Advocates have long yearned for all-door boarding as one of the main benefits of modernizing the city's fare-payment system, but the effort has been delayed repeatedly. Lieber has dismissed the benefits of all-door boarding as a “hypothesis,” but the approach has shortened bus loading and unload times at many more advanced bus systems — including on the MTA’s own Select Bus Service, which has offered back-door boarding for 16 years.

Former New York City Transit President Andy Byford promised all-door boarding six years ago when he launched his “bus action plan” to turn around the Big Apple’s beleaguered surface transit system. 

For now, bus boosters were cautiously optimistic, but wary that MTA bigs will find another excuse to hold off on the crucial upgrade.

“It’s better late than never,” said Danny Pearlstein of the advocacy group Riders Alliance. “But we’ve heard promises like these before, and given the ongoing challenges with OMNY, it’s all too easy to see another delay on that side being used to further delay all-door boarding.”

City students currently get MetroCards with a limited number of daily trips, and some don’t swipe into the transit system because they think “it’s free anyway,” according to the “Blue Ribbon Panel on MTA Fare and Toll Evasion,” from a year ago. 

“Fare evasion is its highest right after school gets out around three o’clock,” NYC Transit President Richard Davey said last month, citing data on subway fare evasion from the panel's report. “One of our hypotheses is actually fares aren’t being evaded [but] students aren’t swiping.”

Subway fare evasion by time of day shows a spike around school dismissal time.
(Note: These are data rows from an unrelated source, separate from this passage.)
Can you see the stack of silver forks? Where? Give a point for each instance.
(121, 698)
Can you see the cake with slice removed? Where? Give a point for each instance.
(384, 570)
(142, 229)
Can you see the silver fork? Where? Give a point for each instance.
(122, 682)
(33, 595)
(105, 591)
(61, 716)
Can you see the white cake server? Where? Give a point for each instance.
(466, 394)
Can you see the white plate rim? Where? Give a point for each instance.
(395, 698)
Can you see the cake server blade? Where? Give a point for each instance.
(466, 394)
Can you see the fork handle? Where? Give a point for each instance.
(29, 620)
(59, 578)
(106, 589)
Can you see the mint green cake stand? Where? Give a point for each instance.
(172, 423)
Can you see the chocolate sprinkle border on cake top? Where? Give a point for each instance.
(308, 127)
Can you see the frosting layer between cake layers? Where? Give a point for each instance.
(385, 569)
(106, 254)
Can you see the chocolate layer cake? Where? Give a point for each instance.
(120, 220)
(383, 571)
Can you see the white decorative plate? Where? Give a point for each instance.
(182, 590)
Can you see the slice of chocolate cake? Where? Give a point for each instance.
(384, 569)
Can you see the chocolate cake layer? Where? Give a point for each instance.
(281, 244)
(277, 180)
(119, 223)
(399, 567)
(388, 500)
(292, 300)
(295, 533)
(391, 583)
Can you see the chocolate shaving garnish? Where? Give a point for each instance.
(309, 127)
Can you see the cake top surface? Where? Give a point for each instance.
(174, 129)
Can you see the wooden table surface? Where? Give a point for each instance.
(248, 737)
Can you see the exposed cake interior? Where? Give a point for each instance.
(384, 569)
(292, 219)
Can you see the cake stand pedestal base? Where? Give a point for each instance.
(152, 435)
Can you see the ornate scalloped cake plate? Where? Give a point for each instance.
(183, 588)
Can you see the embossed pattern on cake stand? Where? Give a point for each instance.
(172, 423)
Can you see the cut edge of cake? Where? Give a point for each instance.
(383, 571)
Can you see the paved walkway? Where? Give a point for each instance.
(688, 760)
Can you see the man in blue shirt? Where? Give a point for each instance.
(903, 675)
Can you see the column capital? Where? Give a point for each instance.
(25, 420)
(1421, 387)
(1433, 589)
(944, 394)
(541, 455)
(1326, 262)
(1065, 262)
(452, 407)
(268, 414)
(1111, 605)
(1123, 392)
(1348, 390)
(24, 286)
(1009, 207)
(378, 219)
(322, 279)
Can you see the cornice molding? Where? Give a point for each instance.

Graph: MTA

But if students are not swiping, other straphangers may be encouraged to do the same, said Lisa Daglian, executive director of the Permanent Citizens Advisory Committee, an in-house rider advocacy arm of the MTA.

“It’s not free, you’re enabling other people to also evade the fare,” said Daglian. “That’s the opportunistic fare evader.”

The MTA deployed OMNY readers to all buses by late 2020, but has stubbornly refused to turn them on at the rear doors, forcing riders to line up at the front. The agency floated a modest pilot on 10 routes in 2021, but then mothballed it fearing it would harm the recovery of revenue collection on buses, which went fare-free for nine months earlier on in the pandemic and continue to have higher rates of unpaid fares than the subways.

Allowing riders to board at the back also encourages more people to switch to OMNY, Pearlstein said.

“The best incentive would have been opening up the back door to everyone using OMNY,” he said. “There’s no reason not to provide that to riders just because some people are not paying the fare. It isn’t fair to the millions of people who ride the bus every day.”